There’s enormous pressure: winding up work for the year, planning for next year, the end of the school year, finding childcare.
Then there are all the events: in-laws, parents, brothers and sisters and their families, the Christmas work party.
There may be the dread of people coming together who don’t get along. The gossip. The tension. Worse, some may get verbally nasty, especially if there’s alcohol mixed in.
Christmas is a time of avoidance, distraction, and often failed or extreme attempts at self-soothing.
And added to all that, it’s often a time when you may be thinking about how the year has gone, and how you want next year to be different, to be ‘better’. You’ll be ‘good’.
If you want to make big life changes, don’t start now. It’s too overwhelming, and the nasty critic in your head is at its loudest and meanest.
You may also hear one I call the ‘f*ck it’ voice. It’s the one that once you’ve drunk or eaten more than you planned goes ‘yeah, f*ck it, eat some more, it’s too late anyway.’
Here’s how to turn this time of year into something useful.
Observe
Christmas is the perfect time to simply watch what’s going on for you. We do a lot of things at this time of year that we don’t tend to do at any other time so important patterns tend to stand out more.
Observing things sounds simple, but you might be wondering how to do it. One way is to do a little visualisation. Imagine yourself rising into the sky and looking down on a day in your life. Think of what a drone would see if it was flying above everything. Instead of moment after moment of little dramas, decisions, calls, and discussions, try to notice what you’re doing.
For example, you might realise you hear a voice saying things like:
“I shouldn’t do this”
“I’ll be better tomorrow”
“It’s just one, it doesn’t matter.”
A lot of it is you trying to justify what you morally judge to be ‘bad’ behaviour.

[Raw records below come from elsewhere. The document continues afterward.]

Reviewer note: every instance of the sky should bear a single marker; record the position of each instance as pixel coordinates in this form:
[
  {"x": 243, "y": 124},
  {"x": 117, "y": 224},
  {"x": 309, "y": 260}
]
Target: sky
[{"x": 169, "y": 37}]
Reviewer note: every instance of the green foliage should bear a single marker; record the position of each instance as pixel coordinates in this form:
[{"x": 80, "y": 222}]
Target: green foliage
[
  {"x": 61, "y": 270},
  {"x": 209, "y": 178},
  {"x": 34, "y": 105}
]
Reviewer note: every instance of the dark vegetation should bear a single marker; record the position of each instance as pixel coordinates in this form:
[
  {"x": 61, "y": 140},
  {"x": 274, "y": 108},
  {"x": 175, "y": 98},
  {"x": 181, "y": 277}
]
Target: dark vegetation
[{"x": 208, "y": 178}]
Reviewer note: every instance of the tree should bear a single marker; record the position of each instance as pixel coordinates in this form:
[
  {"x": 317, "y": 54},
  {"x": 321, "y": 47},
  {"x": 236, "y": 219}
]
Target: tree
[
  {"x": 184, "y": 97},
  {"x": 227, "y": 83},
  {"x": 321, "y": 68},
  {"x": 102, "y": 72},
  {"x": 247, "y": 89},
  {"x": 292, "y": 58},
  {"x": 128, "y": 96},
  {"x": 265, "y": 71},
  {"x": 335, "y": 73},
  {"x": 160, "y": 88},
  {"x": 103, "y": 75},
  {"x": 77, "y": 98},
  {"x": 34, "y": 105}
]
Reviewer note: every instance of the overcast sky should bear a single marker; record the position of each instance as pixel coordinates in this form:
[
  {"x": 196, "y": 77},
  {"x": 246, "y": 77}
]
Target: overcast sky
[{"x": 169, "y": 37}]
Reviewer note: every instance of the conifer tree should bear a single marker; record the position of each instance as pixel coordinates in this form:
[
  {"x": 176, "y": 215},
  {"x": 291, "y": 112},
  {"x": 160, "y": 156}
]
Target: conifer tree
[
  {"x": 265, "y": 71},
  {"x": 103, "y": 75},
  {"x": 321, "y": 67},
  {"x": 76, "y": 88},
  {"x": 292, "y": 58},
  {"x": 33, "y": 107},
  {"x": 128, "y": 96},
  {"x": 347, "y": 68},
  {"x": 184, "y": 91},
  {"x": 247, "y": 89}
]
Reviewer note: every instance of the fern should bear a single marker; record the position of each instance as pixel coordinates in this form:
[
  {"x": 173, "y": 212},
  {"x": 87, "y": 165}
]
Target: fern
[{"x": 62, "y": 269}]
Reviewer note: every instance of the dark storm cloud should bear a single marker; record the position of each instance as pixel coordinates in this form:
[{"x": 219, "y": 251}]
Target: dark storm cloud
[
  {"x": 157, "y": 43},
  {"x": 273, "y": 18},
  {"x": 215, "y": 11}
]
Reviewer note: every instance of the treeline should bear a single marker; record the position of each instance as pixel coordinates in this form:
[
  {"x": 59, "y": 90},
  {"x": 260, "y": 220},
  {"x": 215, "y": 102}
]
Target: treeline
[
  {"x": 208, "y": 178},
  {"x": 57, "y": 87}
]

Worse, there’s shame.
“You ate that chocolate when you said you wouldn’t, you’re such a f*ck up.”
When you step back and observe, you give yourself space to look at things more objectively. If you’re in a room full of delicious food that you find incredibly tempting, you’re going to have some. It’s highly likely you’ll enjoy it and eat more than you intended and it’s completely understandable. Celebrating, being with people you love, and eating, are all vital ways we connect and find meaning in our lives.
For some people, it could be the opposite – you police yourself strictly when you’re in a group, and then eat more when you’re alone.
Watch how you behave when you’re in a big group versus when you’re alone. There will be times when you find it easier to say no to foods you find enjoyable or simply don’t notice them.
The point isn’t to judge yourself as good or bad. It’s to see patterns so you can work out your next steps.
The next step isn’t about getting a sterner internal police officer. It’s about working on what you need to take care of yourself.
This kind of observation of yourself is important because it’s impossible to change unless we first acknowledge our patterns of behaviour.
It’s very tempting to think of Christmas as the perfect time for a big reframe.
But now isn’t the time to make changes because you – and everyone around you – is under similar pressures, and practicing varying ways of self-soothing. If food or alcohol is a way you self-soothe and you want to change it, it’s very difficult to do that at the most stressful time of year when both are present in extra generous quantities.
All I suggest you do this Christmas is notice. Set an intention to be genuinely curious, like you’re David Attenborough watching zebras. It’s difficult because as soon as you notice something – for example, that you ate more than you thought you should during a big family meal – the critical voice in your head is immediately going to want to explain things. It wants to assign meaning and certainty to it, usually a negative judgement of yourself or others, or both. It will do this in an instant, before you realise it.
So all you’re doing at this stage is gathering information. It’s going to help you form a life blueprint, a way to see what works for you, and what doesn’t.
And no, this isn’t a way to come up with New Year’s resolutions either. The goal is to begin a new phase of your life. There’s no finish line – it’s about finding purposeful, loving ways to create your life rather than always reacting to what’s going on around you.